Agnes glanced at her, surprised. ‘Do you want to?’

‘No. But maybe Theo would appreciate one or both of us being there.’

‘I will ask him when he rings with the details.’ Agnes paused. ‘Jasmine will need to be told.’ As always, she called her granddaughter by her full name rather than by her preferred version, Zazz, that she’d insisted on using since secondary school.

‘I’ll phone her later. Oscar might have been her grandfather but as he’s never been in her life, I doubt the fact that he’s dead is going to affect her.’
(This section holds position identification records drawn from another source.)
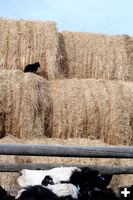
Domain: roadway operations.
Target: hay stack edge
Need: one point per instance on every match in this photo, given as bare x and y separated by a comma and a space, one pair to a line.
81, 95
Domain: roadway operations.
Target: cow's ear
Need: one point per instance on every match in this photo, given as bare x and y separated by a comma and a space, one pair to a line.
103, 180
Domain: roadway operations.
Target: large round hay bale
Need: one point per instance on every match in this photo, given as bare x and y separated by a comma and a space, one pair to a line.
100, 56
25, 104
24, 42
93, 109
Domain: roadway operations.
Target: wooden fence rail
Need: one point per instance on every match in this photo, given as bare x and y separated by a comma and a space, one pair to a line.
102, 169
66, 151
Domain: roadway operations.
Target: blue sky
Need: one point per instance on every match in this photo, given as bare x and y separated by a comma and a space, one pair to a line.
97, 16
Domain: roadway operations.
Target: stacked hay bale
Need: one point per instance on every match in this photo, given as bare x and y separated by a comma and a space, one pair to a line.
99, 56
93, 109
89, 111
24, 104
23, 42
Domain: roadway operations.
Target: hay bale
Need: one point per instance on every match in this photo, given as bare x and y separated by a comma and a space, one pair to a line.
93, 109
24, 42
25, 104
8, 180
99, 56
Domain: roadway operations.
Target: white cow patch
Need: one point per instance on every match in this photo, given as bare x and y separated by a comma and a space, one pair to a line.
35, 177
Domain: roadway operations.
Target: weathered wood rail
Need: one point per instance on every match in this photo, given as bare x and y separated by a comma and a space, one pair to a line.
66, 151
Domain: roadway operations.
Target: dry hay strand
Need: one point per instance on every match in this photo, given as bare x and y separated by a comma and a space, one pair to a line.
25, 104
93, 109
23, 42
99, 56
7, 179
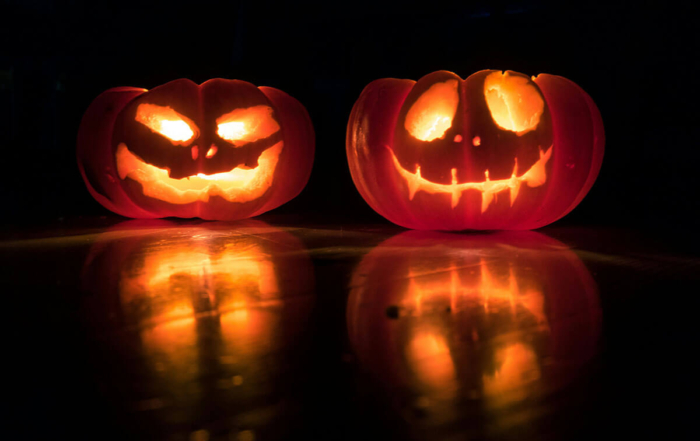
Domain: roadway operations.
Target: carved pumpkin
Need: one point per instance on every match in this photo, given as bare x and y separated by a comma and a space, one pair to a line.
221, 150
450, 323
495, 151
207, 317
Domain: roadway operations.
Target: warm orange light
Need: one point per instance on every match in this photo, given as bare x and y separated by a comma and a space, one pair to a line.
166, 122
515, 102
432, 362
242, 126
518, 367
462, 286
237, 185
432, 113
534, 177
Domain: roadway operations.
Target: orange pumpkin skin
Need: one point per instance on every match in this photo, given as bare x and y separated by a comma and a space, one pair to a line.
478, 174
134, 166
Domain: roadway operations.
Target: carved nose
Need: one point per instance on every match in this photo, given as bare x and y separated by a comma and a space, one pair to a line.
212, 151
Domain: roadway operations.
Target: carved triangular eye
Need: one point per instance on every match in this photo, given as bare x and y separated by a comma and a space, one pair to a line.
242, 126
166, 122
514, 102
432, 113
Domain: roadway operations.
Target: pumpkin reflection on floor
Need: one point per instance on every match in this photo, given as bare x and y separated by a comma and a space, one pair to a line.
457, 323
214, 312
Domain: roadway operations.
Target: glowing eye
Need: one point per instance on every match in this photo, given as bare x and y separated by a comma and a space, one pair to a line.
514, 102
242, 126
432, 114
165, 121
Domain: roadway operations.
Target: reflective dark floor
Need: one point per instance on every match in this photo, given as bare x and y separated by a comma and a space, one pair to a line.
255, 331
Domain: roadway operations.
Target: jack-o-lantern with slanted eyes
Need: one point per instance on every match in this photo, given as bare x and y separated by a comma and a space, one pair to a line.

‘Such a difficult man,’ Agnes muttered.

Francine nodded. Of all the words she could think of to describe her father – difficult was probably the politest and least offensive. Bully, mean-spirited, arrogant, tyrant, the list went on. He was all of those things and more. Francine remembered the last time she’d spoken to him, about nine months ago. Ironically the two of them shared a birthday and it had been the evening of her fifty-third birthday and his eighty-fourth…

Francine, Edwin and Agnes had been celebrating at a favourite restaurant when her mobile rang. She’d been tempted not to answer it. Zazz, who had gone to Ibiza with a couple of girlfriends for a long weekend break had rung her earlier to wish her Happy Birthday, and there was no-one else likely to ring her. But they were between courses so she gave it a quick glance. Unusually, it was Oscar’s name showing on caller ID. Hesitantly Francine accepted the call and said ‘Hello.’

Loud background noise told of a party in full swing. The words ‘Happy Birthday’ may have been uttered but were impossible to understand if they were. Oscar had been drunk, his words slurred and incoherent as he shouted into the phone. In the end Francine had hung up without being able to get in a word. Conversation with a sober Oscar was always difficult, with a drunken Oscar it was impossible…

That phone call had been as unexpected as it was unwelcome and Francine felt sure there was an unknown ulterior motive behind it, although it was one she’d been unable to discover so far. Now he was dead she was unlikely to ever know the truth behind the reason for the phone call.

Francine stood up and began to place cups and saucers back on the tray. ‘I need to start dinner.’

‘I’ll come and give you a hand,’ Agnes said.

As the two of them returned to the kitchen, they heard the front door close.

‘Edwin’s home,’ Francine said, a note of relief in her voice. ‘I think I’ll ask him to phone Zazz.’